Running Applications in Production Workshop
The most important feature of any system is its reliability. Using Site Reliability Engineering (SRE) concepts and the principles of DevOps, teams can learn how to define objectives that describe and measure expectations of both value and reliability. In this workshop, you'll work through understanding how Service Level Objectives (SLO) and Error Budgets can be utilized to manage risk, reduce tension and enable organizations to move faster in a data-driven, user-focused manner.
The first part of the workshop is based on SRE/DevOps concepts and theoretical exercises. The workshop then shifts to focus entirely on building demonstrable value within the team's organization.
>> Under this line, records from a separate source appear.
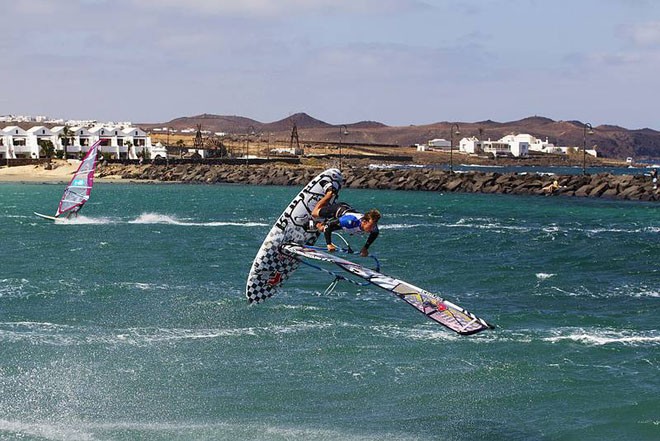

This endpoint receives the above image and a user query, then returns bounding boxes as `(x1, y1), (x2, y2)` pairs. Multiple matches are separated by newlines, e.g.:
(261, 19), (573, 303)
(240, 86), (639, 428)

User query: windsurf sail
(55, 140), (102, 218)
(281, 242), (494, 335)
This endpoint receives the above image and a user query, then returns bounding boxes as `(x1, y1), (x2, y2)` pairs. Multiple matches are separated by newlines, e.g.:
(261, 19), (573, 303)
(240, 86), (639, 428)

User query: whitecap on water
(129, 212), (267, 227)
(0, 278), (30, 298)
(0, 420), (96, 441)
(380, 223), (430, 230)
(544, 327), (660, 346)
(55, 215), (115, 225)
(371, 324), (460, 342)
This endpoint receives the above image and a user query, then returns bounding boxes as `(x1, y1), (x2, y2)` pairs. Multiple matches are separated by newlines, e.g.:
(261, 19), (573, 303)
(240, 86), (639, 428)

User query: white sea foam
(573, 225), (659, 235)
(55, 215), (115, 225)
(632, 287), (660, 298)
(267, 320), (335, 335)
(604, 284), (660, 299)
(0, 419), (418, 441)
(0, 320), (340, 346)
(556, 283), (660, 299)
(380, 223), (431, 230)
(0, 322), (78, 346)
(368, 163), (424, 170)
(275, 304), (323, 311)
(371, 324), (460, 342)
(129, 212), (267, 227)
(542, 225), (562, 233)
(0, 278), (30, 298)
(544, 327), (660, 346)
(459, 163), (505, 168)
(0, 420), (96, 441)
(118, 281), (172, 291)
(536, 273), (556, 280)
(113, 327), (254, 343)
(446, 217), (530, 233)
(386, 212), (442, 219)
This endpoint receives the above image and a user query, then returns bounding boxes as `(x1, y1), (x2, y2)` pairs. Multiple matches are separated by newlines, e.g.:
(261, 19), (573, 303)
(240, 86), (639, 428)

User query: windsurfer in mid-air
(310, 188), (380, 257)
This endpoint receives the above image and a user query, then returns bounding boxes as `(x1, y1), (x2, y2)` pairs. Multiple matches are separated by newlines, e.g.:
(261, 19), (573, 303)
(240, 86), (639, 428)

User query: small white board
(34, 212), (58, 221)
(246, 168), (343, 303)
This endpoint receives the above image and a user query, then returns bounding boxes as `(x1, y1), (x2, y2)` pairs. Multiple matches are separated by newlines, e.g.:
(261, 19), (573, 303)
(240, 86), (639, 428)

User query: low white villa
(1, 124), (155, 161)
(457, 134), (529, 157)
(417, 138), (451, 151)
(454, 133), (598, 158)
(423, 134), (531, 157)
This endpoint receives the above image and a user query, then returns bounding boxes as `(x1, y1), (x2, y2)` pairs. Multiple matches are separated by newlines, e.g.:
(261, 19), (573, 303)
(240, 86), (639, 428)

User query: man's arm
(360, 230), (379, 257)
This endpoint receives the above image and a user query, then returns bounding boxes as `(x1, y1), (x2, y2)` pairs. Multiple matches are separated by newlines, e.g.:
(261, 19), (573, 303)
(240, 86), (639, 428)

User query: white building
(89, 125), (146, 160)
(1, 126), (31, 159)
(150, 142), (168, 159)
(498, 134), (530, 157)
(26, 126), (56, 155)
(459, 136), (482, 154)
(421, 134), (529, 157)
(1, 124), (154, 161)
(482, 140), (511, 157)
(122, 127), (152, 159)
(419, 132), (598, 159)
(527, 136), (561, 154)
(428, 138), (451, 150)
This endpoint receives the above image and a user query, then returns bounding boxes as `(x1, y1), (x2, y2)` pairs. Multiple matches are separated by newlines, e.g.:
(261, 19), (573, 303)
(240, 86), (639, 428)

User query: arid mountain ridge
(139, 113), (660, 160)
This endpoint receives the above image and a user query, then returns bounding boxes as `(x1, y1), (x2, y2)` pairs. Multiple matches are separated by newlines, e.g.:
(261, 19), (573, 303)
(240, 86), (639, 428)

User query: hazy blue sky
(2, 0), (659, 129)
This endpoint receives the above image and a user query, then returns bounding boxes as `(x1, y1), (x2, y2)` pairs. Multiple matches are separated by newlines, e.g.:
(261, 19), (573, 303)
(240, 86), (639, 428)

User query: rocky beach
(90, 161), (659, 202)
(1, 159), (657, 202)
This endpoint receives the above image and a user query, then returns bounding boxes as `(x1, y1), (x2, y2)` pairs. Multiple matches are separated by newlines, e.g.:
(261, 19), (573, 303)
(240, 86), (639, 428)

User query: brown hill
(138, 113), (660, 160)
(262, 112), (333, 131)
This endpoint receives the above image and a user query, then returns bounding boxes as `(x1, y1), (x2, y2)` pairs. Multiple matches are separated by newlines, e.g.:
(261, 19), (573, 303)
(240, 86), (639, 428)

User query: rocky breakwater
(97, 163), (659, 202)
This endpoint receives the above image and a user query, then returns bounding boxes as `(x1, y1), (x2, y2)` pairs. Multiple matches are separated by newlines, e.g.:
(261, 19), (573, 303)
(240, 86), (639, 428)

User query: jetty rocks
(97, 163), (659, 202)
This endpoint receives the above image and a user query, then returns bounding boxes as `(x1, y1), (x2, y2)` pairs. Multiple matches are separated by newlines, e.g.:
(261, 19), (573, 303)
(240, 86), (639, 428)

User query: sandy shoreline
(0, 160), (122, 183)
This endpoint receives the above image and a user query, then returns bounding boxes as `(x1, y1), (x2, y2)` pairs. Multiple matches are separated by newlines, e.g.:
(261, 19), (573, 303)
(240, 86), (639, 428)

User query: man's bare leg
(311, 190), (334, 218)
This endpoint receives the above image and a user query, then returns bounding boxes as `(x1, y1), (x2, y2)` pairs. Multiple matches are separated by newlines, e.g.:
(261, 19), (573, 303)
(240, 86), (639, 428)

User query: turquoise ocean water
(1, 181), (658, 441)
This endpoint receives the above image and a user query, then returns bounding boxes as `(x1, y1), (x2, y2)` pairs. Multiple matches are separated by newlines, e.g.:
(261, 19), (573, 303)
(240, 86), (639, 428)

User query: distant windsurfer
(311, 189), (380, 257)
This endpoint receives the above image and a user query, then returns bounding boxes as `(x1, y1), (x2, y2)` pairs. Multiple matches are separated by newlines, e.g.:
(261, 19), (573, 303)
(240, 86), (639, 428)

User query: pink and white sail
(55, 140), (102, 217)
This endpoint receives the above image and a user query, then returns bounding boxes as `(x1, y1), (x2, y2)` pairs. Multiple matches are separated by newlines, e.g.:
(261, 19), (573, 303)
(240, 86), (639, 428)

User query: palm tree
(58, 126), (73, 159)
(39, 140), (55, 164)
(125, 140), (133, 160)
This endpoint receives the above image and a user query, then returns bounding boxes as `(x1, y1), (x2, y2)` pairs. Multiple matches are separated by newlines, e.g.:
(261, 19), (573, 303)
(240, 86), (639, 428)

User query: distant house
(70, 126), (95, 151)
(89, 126), (132, 159)
(150, 142), (168, 159)
(271, 147), (302, 156)
(1, 123), (156, 161)
(123, 127), (152, 159)
(459, 136), (482, 154)
(498, 134), (530, 157)
(527, 136), (561, 154)
(427, 138), (451, 150)
(2, 126), (33, 158)
(482, 140), (511, 157)
(27, 126), (55, 154)
(422, 132), (589, 159)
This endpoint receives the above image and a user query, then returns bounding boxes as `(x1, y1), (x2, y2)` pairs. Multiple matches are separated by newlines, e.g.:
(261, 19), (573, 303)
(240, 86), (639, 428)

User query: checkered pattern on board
(246, 169), (343, 303)
(245, 236), (300, 303)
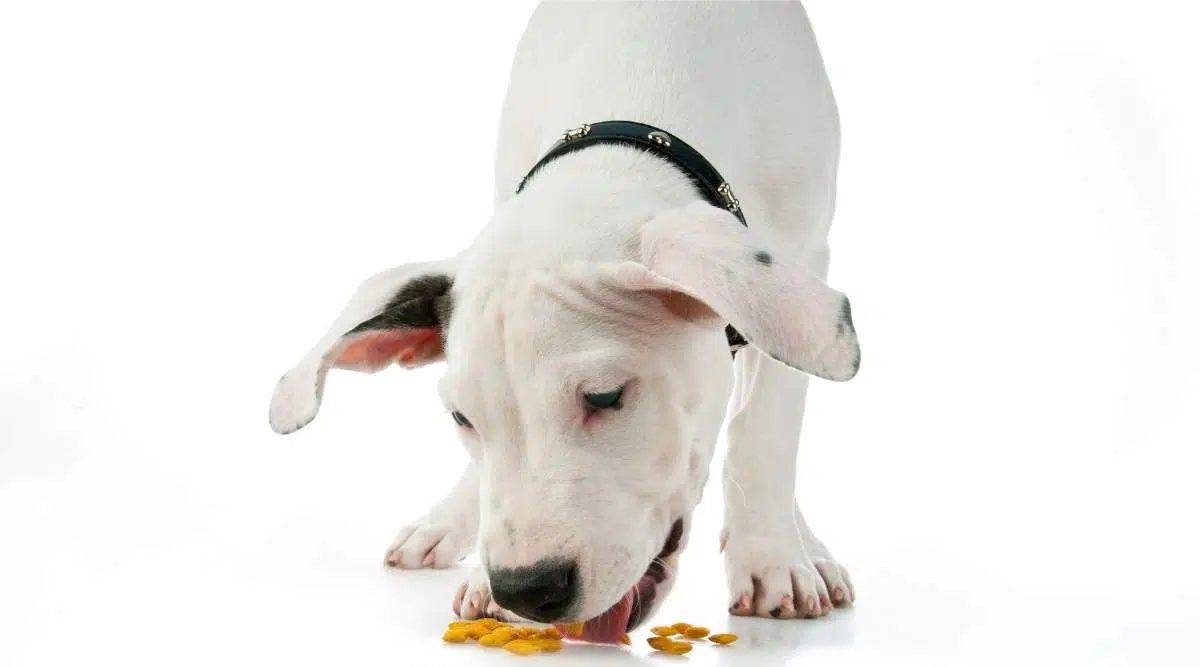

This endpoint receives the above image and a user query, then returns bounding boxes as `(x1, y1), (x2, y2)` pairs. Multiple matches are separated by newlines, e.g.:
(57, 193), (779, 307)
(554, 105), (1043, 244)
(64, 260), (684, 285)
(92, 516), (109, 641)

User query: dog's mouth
(555, 518), (684, 644)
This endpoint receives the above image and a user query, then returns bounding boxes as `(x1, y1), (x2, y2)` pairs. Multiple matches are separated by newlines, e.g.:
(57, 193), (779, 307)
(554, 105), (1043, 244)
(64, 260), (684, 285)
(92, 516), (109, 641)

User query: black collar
(516, 120), (750, 356)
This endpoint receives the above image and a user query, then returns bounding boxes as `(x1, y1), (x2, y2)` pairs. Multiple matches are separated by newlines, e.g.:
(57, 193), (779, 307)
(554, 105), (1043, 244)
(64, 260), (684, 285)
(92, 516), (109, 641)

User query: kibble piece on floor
(479, 632), (515, 647)
(683, 626), (710, 639)
(535, 639), (563, 652)
(709, 633), (739, 645)
(503, 639), (542, 656)
(541, 627), (562, 640)
(465, 625), (491, 640)
(442, 628), (470, 643)
(662, 640), (693, 655)
(621, 634), (631, 645)
(650, 626), (677, 637)
(647, 637), (672, 650)
(670, 622), (692, 633)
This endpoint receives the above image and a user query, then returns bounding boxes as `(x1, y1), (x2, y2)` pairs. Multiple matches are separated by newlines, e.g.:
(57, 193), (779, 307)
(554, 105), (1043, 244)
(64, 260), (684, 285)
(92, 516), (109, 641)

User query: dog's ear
(268, 262), (455, 435)
(619, 201), (860, 381)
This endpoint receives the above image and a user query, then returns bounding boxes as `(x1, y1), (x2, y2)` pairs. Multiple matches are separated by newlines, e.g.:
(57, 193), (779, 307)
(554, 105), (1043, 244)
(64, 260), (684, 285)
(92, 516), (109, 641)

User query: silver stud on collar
(717, 182), (741, 213)
(563, 123), (591, 141)
(647, 130), (672, 147)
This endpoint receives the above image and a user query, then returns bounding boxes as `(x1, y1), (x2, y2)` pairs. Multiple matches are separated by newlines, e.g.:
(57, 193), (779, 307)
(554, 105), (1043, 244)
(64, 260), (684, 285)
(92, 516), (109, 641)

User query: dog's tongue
(555, 590), (633, 645)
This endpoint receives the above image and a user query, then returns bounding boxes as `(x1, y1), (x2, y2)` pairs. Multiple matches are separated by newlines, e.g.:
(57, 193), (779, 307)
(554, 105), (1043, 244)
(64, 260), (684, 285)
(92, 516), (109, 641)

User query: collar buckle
(716, 182), (740, 214)
(562, 123), (592, 141)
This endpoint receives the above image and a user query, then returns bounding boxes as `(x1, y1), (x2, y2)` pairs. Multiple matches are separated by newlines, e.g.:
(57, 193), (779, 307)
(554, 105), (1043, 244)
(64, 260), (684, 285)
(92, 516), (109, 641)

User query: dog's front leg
(722, 346), (855, 619)
(383, 461), (479, 569)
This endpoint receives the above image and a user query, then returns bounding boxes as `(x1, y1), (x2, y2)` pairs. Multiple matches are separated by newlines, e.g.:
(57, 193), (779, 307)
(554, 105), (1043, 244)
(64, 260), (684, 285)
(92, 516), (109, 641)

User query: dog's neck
(476, 144), (707, 270)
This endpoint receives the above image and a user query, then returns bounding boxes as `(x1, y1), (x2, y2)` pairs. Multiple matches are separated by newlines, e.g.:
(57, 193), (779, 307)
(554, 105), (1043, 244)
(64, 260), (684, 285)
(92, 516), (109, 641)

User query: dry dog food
(682, 626), (710, 639)
(444, 618), (737, 655)
(659, 640), (694, 655)
(443, 619), (563, 655)
(647, 636), (673, 650)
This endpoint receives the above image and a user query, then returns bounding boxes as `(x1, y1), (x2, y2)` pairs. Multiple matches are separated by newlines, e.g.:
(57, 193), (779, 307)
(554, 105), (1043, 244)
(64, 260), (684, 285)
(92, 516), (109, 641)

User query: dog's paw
(721, 511), (854, 619)
(452, 566), (520, 621)
(384, 512), (476, 569)
(383, 515), (475, 569)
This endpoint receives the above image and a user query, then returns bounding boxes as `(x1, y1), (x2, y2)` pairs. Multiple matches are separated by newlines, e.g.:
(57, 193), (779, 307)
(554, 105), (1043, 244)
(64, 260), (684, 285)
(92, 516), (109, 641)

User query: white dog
(269, 1), (860, 642)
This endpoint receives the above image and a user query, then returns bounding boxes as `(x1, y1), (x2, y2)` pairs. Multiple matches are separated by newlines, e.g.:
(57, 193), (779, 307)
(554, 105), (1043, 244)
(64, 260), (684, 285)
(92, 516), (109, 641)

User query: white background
(2, 1), (1197, 665)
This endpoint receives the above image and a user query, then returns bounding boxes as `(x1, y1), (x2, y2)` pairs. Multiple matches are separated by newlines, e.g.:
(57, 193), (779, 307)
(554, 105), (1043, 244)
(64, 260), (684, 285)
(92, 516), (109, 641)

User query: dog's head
(268, 201), (859, 641)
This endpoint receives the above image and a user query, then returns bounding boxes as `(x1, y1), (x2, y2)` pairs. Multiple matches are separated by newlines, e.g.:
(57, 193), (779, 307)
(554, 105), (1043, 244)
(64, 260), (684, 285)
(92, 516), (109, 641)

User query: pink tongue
(555, 590), (634, 645)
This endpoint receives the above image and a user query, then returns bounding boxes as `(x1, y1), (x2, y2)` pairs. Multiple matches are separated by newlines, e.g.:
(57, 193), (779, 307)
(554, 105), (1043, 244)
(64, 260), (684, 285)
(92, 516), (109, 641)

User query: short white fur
(270, 1), (860, 625)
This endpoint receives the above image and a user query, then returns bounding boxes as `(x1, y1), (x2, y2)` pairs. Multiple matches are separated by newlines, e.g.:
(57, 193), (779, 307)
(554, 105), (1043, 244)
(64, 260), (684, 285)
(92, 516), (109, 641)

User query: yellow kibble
(448, 620), (473, 628)
(442, 628), (470, 643)
(621, 634), (631, 645)
(503, 639), (541, 656)
(515, 627), (541, 638)
(491, 628), (517, 640)
(650, 626), (677, 637)
(540, 627), (562, 640)
(564, 622), (585, 636)
(683, 626), (710, 639)
(661, 640), (693, 655)
(709, 633), (739, 645)
(535, 639), (563, 652)
(475, 618), (500, 630)
(647, 636), (672, 650)
(670, 622), (692, 633)
(465, 625), (490, 640)
(478, 632), (511, 647)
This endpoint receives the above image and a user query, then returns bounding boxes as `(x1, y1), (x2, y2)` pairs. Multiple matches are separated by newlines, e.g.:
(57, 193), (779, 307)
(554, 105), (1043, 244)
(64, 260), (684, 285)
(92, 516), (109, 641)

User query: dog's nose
(487, 559), (578, 622)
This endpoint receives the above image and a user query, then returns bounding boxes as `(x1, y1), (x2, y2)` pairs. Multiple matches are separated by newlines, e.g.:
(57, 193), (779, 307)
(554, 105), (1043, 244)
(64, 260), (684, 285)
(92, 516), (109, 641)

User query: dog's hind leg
(383, 461), (479, 569)
(720, 246), (855, 619)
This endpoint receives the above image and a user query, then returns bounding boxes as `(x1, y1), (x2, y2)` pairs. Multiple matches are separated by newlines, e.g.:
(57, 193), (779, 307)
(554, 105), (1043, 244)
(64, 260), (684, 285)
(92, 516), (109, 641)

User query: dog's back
(495, 1), (840, 245)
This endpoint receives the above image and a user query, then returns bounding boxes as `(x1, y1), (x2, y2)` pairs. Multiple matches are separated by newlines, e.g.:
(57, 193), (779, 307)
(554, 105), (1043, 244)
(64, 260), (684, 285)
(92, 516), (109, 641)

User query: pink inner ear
(333, 328), (440, 371)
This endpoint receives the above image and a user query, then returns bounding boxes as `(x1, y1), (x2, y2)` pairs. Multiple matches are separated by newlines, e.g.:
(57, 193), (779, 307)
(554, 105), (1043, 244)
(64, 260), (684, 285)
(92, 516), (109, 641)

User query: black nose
(487, 559), (578, 622)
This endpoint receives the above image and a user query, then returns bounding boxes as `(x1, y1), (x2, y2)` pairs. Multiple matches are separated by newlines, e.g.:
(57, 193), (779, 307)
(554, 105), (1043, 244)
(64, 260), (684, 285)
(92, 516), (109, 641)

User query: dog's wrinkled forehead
(440, 265), (663, 412)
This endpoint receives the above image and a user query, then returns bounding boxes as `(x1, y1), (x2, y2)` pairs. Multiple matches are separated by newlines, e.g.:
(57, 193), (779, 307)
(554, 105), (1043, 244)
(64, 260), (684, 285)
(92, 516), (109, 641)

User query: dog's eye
(450, 411), (473, 429)
(584, 387), (624, 411)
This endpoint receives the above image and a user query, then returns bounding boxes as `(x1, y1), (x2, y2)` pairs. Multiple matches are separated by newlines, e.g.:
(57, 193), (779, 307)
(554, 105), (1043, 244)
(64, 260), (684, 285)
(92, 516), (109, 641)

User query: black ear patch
(348, 273), (454, 334)
(837, 297), (855, 337)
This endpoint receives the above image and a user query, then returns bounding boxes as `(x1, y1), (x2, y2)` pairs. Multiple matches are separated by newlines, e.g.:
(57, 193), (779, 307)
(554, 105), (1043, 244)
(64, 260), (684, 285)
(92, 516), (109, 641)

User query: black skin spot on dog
(770, 607), (783, 618)
(347, 273), (454, 335)
(851, 346), (861, 375)
(837, 297), (855, 337)
(504, 520), (516, 547)
(754, 250), (772, 266)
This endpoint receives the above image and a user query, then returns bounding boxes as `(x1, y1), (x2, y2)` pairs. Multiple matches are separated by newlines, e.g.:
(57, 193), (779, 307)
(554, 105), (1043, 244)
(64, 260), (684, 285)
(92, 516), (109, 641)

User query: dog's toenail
(834, 588), (844, 601)
(806, 598), (817, 613)
(769, 607), (782, 618)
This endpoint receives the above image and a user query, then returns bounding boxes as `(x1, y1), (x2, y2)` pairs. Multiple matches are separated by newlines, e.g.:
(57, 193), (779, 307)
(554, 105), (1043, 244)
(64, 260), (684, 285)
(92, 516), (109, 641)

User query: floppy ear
(618, 201), (860, 381)
(268, 262), (455, 435)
Studies show that 40 to 90 percent of the total cost of software is incurred after launch. This workshop explores the foundations critical to running software in production:
- Identify what "reliable" looks like
- Exploring objectives that define user value and expectation
- Review metrics that validate how the objectives are met
- Manage risk to enable product teams to move faster
- Understand how to measure user expectations
- How does this apply to DevOps
- Why your services need SLOs
- Spending your error budget
- Choosing a good SLI
- Developing SLOs and SLIs
- Blameless Post-Mortem
- Define SLO targets based on user journeys
- Identify and break down a valuable user journey in your system
- Define an SLO for this service based on current expectations
- Define SLIs to measure this SLO
- If possible, put this measurement into production
- Influencing data driven conversations within your organization
Who should attend?
This is a technical workshop and is designed for development/operations engineers and their immediate management. However, the best outcomes will result when technical product people and business leaders participate as well. SLO targets and Error Budgets need to be set with users in mind and the consequences for exceeding an Error Budget needs to have executive backing.